In the probe technique analysis, 118/123 (96%) lines of the parent version of the JAMAR were understood by at least 80% of the 10 parents tested (median = 100%; range: 50–100%) and113/120 (94%) lines of the patient version of the JAMAR were understood by at least 80% of the children (median = 100%; range: 70–100%). Lines 45, 70, 79, 90, and 105 of the parent JAMAR and 24, 45, 51, 58, 77, 86, and 106 were modified according to parents and patients indications, respectively.
Demographic and clinical characteristics of the subjects
A total of 100 JIA patients and 100 healthy children (total of 200 subjects), were enrolled at two paediatric rheumatology centres.
In the 100 JIA subjects, the JIA categories were 26% with systemic arthritis, 57% with oligoarthritis, 16% with RF negative polyarthritis and 1.0% with RF positive polyarthritis. Notably, none of the enrolled JIA patients is affected with psoriatic arthritis or with enthesitis-related arthritis or with undifferentiated arthritis (Table 1).
All the 200 subjects had the parent version of the JAMAR completed by a parent (100 from parents of JIA patients and 100 from parents of healthy children). The JAMAR was completed by 180/200 (90.0%) mothers and 20/200 (10.0%) fathers. The child version of the JAMAR was completed by 103/200 (51.5%) children aged 7.3 or older.
Discriminant validity
The JAMAR results are presented in Table 1, including the scores [median (1st–3rd quartile)] obtained for the PF, the PhH, the PsH subscales and total score of the HRQoL scales. The JAMAR components discriminated well between healthy subjects and JIA patients.

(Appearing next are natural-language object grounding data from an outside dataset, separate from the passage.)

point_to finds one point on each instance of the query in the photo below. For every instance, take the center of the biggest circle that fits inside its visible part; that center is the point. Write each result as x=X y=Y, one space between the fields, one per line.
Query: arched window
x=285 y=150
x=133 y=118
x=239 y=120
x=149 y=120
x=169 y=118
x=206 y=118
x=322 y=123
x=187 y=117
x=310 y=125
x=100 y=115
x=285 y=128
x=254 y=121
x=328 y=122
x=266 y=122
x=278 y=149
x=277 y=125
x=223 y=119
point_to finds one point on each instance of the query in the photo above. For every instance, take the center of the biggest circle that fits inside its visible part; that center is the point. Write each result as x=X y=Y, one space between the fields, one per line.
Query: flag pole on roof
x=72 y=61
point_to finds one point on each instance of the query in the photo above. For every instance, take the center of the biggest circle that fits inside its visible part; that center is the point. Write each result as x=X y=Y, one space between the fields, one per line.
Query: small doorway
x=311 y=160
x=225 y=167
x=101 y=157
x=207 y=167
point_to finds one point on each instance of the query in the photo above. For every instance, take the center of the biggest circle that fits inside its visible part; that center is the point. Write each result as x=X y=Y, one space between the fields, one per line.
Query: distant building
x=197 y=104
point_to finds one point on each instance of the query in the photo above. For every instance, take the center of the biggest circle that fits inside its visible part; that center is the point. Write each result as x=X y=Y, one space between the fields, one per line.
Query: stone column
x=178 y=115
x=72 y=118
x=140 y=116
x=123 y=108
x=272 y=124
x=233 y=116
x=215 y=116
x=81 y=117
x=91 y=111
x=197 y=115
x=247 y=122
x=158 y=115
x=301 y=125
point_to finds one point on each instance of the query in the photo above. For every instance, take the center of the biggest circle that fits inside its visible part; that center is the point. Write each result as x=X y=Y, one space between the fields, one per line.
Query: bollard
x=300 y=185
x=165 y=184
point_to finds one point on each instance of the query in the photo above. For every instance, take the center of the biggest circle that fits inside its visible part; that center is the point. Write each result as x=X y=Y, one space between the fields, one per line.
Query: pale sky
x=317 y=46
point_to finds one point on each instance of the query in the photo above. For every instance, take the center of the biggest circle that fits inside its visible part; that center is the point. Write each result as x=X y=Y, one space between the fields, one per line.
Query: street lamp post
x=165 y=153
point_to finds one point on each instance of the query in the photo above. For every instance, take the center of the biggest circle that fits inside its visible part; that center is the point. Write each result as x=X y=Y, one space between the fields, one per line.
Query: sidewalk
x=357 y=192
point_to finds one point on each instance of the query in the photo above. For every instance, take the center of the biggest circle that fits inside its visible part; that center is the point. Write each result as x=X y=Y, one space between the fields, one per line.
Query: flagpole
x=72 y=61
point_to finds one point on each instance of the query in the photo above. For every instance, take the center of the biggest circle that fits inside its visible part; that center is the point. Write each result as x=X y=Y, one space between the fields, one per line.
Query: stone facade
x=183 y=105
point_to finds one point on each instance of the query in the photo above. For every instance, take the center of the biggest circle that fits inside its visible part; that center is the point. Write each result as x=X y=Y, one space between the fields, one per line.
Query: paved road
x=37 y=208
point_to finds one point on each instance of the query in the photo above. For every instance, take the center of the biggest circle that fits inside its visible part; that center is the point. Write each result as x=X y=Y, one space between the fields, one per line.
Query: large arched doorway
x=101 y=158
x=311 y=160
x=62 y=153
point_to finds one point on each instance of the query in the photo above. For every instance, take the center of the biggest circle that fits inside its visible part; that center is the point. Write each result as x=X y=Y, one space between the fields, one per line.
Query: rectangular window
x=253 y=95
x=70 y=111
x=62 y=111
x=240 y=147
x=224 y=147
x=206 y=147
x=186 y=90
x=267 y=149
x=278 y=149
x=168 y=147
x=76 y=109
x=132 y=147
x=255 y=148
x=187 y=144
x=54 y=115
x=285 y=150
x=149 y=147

In summary, the JAMAR revealed that JIA patients had a greater level of disability and pain, as well as a lower HRQoL than their healthy peers. However, there was no significant difference between healthy subjects and their affected peers in the school-related item.
Psychometric issues
The main psychometric properties of both parent and child versions of the JAMAR are reported in Table 2. The following “Results” section refers mainly to the parent’s version findings, unless otherwise specified.
Descriptive statistics (first Likert assumption)
There were no missing results for all JAMAR items, since data were collected through a web-based system that did not allow to skip answers and input null values. The response pattern for both PF and HRQoL was positively skewed toward normal functional ability and normal HRQoL. All response choices were used for the different HRQoL items, whereas a reduced number of response choices was used for the PF items 7, 12 and 15.
The mean ± SD of the items within a scale were roughly equivalent for the PF (data not shown). The median number of items marked as not applicable was 0% (0–0%) for the PF and 0% (0–4.0%) for the HRQoL.
Floor and ceiling effect
The median floor effect was 86.0% (64–91%) for the PF items, 57% (46–60%) for the HRQoL PhH items, and 51% (49–55%) for the HRQoL PsH items. The median ceiling effect was 2% (1–7%) for the PF items, 10% (7–12%) for the HRQoL PhH items, and 3% (2–4%) for the HRQoL PsH items. The median floor effect was 46% for the pain VAS, 44% for the disease activity VAS and 37% for the well-being VAS. The median ceiling effect was 2% for the pain VAS, 3% for the disease activity VAS and 2% for the well-being VAS.
Equal items–scale correlations (second Likert assumption)
Pearson items–scale correlations corrected for overlap were roughly equivalent for items within a scale for 80% of the PF items, with the exception of PF items 9, 11 and 15, and for 100% of the HRQoL items.
Items internal consistency (third Likert assumption)
Pearson items–scale correlations were ≥ 0.4 for 87% of items of the PF (except for PF items 11 and 15) and 100% of items of the HRQoL.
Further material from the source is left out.